Materiality of a false statement has been broadly interpreted to mean that the false statement bears a relationship to the bankrupt's business transactions or estate, or pertains to the discovery of assets, including the history of the bankrupt's financial transactions. United States v. Jackson, 836 F.2d 324, 329 (7th Cir. 1984); United States v. O'Donnell, 539 F.2d 1233, 1237-38 (9th Cir.), cert. denied, 429 U.S. 960 (1976). Thus misstatements as to defendant's social security number and past names are material, United States v. Phillips, 606 F.2d 884, 886 (9th Cir. 1979), cert. denied, 444 U.S. 1024 (1980), as is the failure to list prior bankruptcy filings, United States v. Lindholm, 24 F.3d 1078, 1083 (9th Cir. 1994), post conviction relief denied, 61 F.3d 913 (1995).
PRACTICE TIP: A failure to answer a question on the bankruptcy petition can constitute a false statement since leaving the question blank had the same effect as if the debtor had affirmatively replied "none." United States v. Ellis, 50 F.3d 419 (7th Cir.), cert. denied, 116 S. Ct. 143 (1995).
PRACTICE TIP: In some circuits, the common law rule requiring two witnesses or one witness and corroboration is no longer followed. United States v. Jessee, 605 F.2d 430, 431 (9th Cir. 1979); but see, Mosheim v. United States, 285 F.2d 949, 951 (5th Cir.), cert. denied, 365 U.S. 868 (1961).
Where the defendant falsely testifies or produces other false information before a court 18 U.S.C. § 1623 may be used. Section 1623 does away with the "two witness" rule and also allows a defendant to be convicted where the defendant makes inconsistent statements in the same proceeding. This section can also be used to prosecute the "I don't remember" answer where it can be shown that the witness did know at one time and has, in fact, not forgotten.

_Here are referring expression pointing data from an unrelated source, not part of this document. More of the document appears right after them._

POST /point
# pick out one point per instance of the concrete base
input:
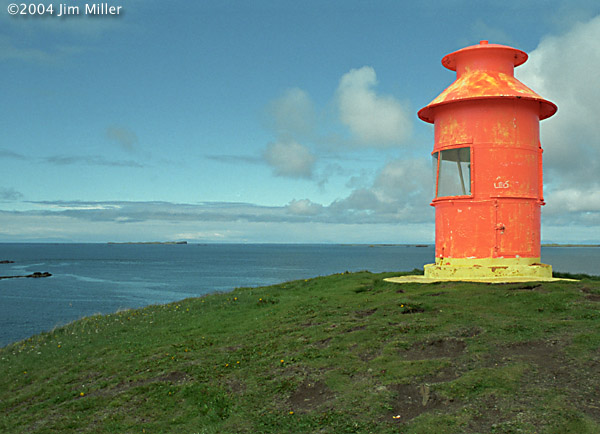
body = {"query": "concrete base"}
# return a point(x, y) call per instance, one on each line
point(514, 279)
point(488, 270)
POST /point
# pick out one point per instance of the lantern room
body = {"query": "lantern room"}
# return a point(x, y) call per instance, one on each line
point(487, 161)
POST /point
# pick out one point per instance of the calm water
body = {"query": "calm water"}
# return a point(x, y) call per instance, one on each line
point(102, 278)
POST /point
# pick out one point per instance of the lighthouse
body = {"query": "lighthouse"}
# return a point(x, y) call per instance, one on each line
point(487, 159)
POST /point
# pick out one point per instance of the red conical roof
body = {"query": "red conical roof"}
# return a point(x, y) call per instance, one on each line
point(485, 71)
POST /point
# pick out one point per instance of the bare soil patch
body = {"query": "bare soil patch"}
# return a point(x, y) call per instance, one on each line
point(410, 401)
point(435, 349)
point(310, 395)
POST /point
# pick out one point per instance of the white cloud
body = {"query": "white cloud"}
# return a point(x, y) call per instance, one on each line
point(374, 120)
point(304, 207)
point(10, 194)
point(292, 115)
point(290, 159)
point(564, 69)
point(124, 137)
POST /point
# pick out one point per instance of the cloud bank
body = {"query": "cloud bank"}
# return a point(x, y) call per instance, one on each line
point(374, 120)
point(564, 69)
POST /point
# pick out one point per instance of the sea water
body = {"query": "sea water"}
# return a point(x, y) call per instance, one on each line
point(103, 278)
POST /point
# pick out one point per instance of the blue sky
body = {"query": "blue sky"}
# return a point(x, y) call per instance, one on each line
point(271, 121)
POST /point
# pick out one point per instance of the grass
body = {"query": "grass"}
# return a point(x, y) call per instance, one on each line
point(347, 353)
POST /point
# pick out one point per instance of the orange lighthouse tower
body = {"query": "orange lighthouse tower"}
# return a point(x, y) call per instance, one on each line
point(488, 163)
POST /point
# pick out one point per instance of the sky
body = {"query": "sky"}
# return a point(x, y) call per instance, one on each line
point(271, 121)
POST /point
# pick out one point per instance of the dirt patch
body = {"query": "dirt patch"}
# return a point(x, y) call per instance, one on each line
point(355, 328)
point(435, 349)
point(411, 309)
point(525, 287)
point(367, 356)
point(310, 395)
point(489, 414)
point(442, 375)
point(468, 332)
point(236, 387)
point(323, 343)
point(365, 313)
point(410, 401)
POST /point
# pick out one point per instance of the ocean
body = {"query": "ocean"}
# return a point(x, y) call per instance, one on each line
point(103, 278)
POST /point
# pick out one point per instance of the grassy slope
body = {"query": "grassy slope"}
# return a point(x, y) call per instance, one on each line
point(346, 353)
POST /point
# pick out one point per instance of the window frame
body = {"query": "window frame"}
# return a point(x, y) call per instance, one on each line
point(437, 154)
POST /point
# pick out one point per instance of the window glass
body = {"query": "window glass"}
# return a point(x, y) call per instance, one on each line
point(454, 172)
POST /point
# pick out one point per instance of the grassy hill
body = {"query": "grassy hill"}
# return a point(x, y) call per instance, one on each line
point(347, 353)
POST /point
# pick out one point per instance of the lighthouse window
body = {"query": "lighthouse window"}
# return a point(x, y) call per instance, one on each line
point(453, 172)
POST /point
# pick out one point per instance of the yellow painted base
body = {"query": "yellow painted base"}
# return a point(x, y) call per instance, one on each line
point(487, 268)
point(513, 279)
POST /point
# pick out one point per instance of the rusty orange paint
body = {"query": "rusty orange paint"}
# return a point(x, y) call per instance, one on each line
point(486, 132)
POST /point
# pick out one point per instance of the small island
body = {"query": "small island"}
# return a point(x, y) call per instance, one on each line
point(35, 275)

CAVEAT: Section 1623 applies only to statements made before a court or grand jury.
PRACTICE TIP: The reasoning of decisions under Section 1623 may also apply to false oath cases under 18 U.S.C. § 152(2). Under 18 U.S.C. § 1623(d), a perjury prosecution is barred if the defendant can show that the perjurious testimony was recanted in the same continuous court or grand jury proceeding. The recantation must be unequivocal. United States v. Tobias, 863 F.2d 685 (9th Cir. 1988); United States v. Moore, 613 F.2d 1029 (D.C.Cir. 1979), cert. denied, 446 U.S. 954 (1980); United States v. D'Auria, 672 F.2d 1085 (2d Cir. 1982); United States v. Goguen, 723 F.2d 1012 (1st Cir. 1983). see also, United States v. Diorio, 451 F.2d 21, 23 (2d Cir.), cert. denied, 405 U.S. 955 (1971)(a recantation in and of itself cures an original false statement under oath).

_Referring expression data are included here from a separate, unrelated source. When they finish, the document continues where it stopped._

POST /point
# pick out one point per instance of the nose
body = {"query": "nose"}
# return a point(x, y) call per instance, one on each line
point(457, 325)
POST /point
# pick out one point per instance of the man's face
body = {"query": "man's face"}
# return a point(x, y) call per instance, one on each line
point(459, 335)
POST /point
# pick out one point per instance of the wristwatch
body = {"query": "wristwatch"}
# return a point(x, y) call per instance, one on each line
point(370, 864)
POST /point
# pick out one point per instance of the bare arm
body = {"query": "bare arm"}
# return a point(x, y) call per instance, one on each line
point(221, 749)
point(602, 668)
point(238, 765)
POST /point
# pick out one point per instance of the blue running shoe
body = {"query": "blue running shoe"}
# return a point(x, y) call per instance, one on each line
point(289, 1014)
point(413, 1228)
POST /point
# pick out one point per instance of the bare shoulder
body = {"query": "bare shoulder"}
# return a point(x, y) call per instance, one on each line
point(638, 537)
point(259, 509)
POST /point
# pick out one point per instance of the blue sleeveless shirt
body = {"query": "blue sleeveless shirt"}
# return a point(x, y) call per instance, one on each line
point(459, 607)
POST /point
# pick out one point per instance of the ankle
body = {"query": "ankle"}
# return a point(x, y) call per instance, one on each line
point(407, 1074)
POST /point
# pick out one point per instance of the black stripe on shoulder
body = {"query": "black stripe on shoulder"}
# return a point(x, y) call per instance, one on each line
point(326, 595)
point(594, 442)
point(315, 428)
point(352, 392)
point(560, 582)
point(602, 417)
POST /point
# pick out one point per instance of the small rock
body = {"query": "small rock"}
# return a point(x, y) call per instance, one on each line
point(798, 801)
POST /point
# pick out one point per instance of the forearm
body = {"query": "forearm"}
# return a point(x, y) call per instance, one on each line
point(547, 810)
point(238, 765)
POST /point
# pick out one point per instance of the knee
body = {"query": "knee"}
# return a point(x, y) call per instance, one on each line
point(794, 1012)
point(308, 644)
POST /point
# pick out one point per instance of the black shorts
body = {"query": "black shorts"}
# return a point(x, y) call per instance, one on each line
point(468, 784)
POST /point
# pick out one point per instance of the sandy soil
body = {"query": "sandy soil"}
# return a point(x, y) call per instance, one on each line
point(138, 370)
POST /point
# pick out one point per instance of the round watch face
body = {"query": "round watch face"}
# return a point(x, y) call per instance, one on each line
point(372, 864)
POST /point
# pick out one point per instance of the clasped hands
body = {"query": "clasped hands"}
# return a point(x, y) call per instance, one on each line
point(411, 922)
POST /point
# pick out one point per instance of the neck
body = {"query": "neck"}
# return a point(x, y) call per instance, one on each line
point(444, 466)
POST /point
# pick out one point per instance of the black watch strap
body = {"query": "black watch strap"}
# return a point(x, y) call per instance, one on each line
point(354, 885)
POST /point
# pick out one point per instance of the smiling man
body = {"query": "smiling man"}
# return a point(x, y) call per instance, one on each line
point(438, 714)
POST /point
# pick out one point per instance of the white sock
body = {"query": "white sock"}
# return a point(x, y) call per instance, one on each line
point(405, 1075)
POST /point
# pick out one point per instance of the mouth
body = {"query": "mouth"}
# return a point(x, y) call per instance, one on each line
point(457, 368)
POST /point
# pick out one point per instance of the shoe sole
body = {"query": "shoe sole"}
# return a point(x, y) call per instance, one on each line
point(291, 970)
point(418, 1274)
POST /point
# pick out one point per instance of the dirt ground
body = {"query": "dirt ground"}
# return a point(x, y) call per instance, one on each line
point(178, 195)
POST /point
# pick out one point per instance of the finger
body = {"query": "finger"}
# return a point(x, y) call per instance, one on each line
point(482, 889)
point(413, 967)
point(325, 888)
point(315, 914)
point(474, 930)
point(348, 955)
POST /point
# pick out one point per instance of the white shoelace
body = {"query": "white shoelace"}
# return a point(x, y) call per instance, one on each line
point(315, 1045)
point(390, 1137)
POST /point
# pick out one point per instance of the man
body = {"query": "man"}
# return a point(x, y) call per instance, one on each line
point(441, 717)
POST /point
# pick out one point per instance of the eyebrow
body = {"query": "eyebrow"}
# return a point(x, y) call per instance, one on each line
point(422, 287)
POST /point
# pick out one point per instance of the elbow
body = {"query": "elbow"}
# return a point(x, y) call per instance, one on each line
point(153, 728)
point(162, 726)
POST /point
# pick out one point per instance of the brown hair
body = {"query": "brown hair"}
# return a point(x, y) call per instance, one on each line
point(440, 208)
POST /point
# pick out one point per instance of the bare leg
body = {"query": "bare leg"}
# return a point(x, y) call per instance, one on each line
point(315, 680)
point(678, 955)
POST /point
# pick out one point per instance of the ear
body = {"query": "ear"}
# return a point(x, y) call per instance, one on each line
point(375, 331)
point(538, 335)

Subsection (2) of Section 152 also prohibits the making of false accounts. The term "account" is not defined in the statute. Generally the term "account" means a reconciliation or reporting of a financial activity -- i.e., an accounting. Thus a debtor in possession's monthly report, a trustee's semi-annual report, a trustee's final report in an asset case; a creditor's report of rents received, and an auctioneer's report of sale are all examples of "accounts."